Gandhi and colleagues recently submitted a grant proposal to the NIH to further explore T-cell responses to COVID-19 in people with HIV. Gandhi and other researchers at UCSF propose an extension of the ongoing LIINC study to determine whether vaccines will be as effective for PLWH with lower CD4 counts versus PLWH with higher CD4 counts over the short and long term, by measuring SARS-CoV-2-specific CD4 and CD8 T-cell responses both at three months and 15 months following complete vaccination.
“Antibodies come from B cells, but T cells are a main way to fight viral infections,” said Gandhi. “I’m interested in the T-cell response, and the vaccine trials show robust T-cell response [from COVID vaccines].”
Do PLWH Need to Take More Precautions, Even if Vaccinated for COVID? Maybe
At a press briefing in May, CDC Director Rochelle Walensky, M.D., M.P.H., said what many Americans hoped to hear: “If you are fully vaccinated, you can start doing the things that you had stopped doing because of the pandemic.” That shift occurred because, according to the agency’s public health guidance, currently authorized vaccines in the U.S. are determined to be “highly effective at protecting vaccinated people against symptomatic and severe COVID-19.”
In its guidance, the CDC is pretty clear about what a vaccinated person can safely do, and what’s risky for an unvaccinated person. But it doesn’t make a special category for vaccinated people who may be immunocompromised, or, specifically, PLWH with low CD4 counts.
However, Philip Chan, M.D., chief medical officer of Open Door Health and consultant medical director at the Rhode Island Department of Health, said PLWH with high viral loads and/or low CD4 counts should: “Keep wearing your mask if CD4 drops below 200, and distance and avoid crowds.” He added that PLWH with low CD4 counts should not worry about effects from COVID vaccines. “They’re not live vaccines, and that makes a difference.”
Corey also drove home the point of getting vaccinated against COVID-19 regardless of CD4 count or viral load, as well as the importance of getting HIV under control. “If your HIV is not suppressed, you are potentially immunocompromised and could transmit a [CoV-2] variant,” he said. “That is the concern.”

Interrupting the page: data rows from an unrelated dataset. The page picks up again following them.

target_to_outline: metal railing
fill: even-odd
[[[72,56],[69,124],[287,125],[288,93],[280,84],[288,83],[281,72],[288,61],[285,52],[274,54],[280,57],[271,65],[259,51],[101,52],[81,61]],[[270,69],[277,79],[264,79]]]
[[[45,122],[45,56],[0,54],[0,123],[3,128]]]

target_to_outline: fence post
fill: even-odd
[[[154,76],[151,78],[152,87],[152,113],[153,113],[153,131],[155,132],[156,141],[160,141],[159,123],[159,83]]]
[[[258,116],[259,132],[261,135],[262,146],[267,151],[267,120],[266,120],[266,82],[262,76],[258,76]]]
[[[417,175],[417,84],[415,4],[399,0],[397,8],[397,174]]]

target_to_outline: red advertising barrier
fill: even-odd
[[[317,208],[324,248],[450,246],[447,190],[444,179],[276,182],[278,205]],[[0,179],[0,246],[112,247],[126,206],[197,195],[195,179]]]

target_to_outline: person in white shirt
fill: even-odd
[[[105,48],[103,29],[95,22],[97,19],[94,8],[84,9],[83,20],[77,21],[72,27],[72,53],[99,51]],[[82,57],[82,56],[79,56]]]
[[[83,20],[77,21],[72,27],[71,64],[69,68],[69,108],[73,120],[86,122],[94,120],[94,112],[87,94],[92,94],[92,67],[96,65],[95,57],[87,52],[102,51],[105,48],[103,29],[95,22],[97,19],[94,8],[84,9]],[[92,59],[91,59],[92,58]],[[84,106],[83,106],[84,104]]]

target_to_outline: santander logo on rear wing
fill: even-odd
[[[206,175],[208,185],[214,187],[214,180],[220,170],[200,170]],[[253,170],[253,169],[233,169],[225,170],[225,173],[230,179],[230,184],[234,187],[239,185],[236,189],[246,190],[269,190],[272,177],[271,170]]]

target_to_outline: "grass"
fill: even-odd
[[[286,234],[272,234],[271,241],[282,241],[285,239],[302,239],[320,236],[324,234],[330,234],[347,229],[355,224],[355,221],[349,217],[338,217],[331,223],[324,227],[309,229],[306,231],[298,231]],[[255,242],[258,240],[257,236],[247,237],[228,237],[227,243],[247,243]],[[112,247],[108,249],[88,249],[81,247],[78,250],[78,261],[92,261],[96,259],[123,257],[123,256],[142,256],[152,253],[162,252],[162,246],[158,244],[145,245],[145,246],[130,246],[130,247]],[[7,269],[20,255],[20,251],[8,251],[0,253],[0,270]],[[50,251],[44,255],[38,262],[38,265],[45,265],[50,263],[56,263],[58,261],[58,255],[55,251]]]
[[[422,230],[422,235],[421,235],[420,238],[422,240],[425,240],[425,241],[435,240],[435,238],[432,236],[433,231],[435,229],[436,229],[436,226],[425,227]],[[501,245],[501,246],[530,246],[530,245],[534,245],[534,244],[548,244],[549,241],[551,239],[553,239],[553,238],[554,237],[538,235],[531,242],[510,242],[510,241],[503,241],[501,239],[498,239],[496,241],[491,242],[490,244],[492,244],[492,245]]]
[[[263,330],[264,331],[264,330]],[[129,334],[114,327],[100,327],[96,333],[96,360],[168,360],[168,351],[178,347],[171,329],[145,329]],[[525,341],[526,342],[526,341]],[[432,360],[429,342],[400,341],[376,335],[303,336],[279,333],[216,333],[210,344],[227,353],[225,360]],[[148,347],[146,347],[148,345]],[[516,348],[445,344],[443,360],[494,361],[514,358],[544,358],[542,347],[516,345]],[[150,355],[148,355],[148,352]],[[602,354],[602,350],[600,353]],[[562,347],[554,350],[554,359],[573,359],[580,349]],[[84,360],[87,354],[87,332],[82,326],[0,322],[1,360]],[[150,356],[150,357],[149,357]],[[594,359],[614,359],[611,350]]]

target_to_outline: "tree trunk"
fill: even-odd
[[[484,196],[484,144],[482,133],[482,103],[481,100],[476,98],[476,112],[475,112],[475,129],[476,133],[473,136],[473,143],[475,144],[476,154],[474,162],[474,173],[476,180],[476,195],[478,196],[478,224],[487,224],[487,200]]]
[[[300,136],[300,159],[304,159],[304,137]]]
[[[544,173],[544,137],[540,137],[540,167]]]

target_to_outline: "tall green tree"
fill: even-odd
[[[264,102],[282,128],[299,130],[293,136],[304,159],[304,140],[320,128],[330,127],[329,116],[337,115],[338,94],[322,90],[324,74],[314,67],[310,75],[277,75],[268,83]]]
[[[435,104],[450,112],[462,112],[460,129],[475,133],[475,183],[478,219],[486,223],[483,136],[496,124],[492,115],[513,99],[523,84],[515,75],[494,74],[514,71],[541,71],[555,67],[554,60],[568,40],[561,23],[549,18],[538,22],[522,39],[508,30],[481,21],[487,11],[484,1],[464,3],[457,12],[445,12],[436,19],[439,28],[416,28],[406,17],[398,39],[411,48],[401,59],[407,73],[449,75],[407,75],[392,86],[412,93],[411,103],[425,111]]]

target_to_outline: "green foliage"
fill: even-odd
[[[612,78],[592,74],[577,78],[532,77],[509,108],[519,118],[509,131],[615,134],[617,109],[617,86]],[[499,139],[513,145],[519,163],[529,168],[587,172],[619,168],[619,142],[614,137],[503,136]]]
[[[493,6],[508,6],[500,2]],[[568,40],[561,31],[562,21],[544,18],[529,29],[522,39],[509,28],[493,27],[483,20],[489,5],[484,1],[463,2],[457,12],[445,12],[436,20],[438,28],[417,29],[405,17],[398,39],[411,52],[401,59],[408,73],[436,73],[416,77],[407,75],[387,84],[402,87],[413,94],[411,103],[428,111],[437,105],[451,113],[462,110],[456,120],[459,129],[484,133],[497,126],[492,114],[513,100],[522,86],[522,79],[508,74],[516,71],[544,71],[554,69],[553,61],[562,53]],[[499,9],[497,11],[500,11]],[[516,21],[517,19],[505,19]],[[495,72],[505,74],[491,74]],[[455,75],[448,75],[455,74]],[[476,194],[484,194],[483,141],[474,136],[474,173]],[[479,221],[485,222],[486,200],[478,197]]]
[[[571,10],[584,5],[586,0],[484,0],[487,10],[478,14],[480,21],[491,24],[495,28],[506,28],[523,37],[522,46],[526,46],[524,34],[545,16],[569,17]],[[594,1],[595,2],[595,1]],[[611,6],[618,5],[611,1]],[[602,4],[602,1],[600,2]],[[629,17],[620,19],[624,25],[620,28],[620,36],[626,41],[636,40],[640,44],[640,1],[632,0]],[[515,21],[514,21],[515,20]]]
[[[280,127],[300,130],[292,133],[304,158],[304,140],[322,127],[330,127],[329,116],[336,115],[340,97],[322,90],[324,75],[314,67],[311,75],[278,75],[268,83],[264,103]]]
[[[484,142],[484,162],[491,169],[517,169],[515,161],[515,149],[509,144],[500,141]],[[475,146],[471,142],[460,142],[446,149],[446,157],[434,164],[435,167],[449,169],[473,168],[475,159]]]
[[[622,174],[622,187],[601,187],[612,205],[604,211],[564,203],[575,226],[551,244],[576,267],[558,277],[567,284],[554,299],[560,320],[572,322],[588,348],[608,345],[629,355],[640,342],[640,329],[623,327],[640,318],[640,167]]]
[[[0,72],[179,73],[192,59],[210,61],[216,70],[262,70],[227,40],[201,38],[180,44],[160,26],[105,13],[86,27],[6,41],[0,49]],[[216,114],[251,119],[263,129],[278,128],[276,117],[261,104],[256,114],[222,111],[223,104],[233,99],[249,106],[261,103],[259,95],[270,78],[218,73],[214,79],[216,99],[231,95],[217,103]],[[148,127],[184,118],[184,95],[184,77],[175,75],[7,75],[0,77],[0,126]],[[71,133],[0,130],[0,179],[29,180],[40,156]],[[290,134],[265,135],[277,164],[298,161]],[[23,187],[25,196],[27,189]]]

Might PLWH need a booster shot to prevent COVID-19? Probably not, as long as HIV is well controlled, according to Gandhi, who published an essay explaining why boosters are unnecessary for most.
“In general, we don’t boost other vaccines [for PLWH], like tetanus, pertussis, regardless of CD4 count, except for people with T cells less than 200,” she said. Gandhi said a booster could be given for the hepatitis B vaccine, however.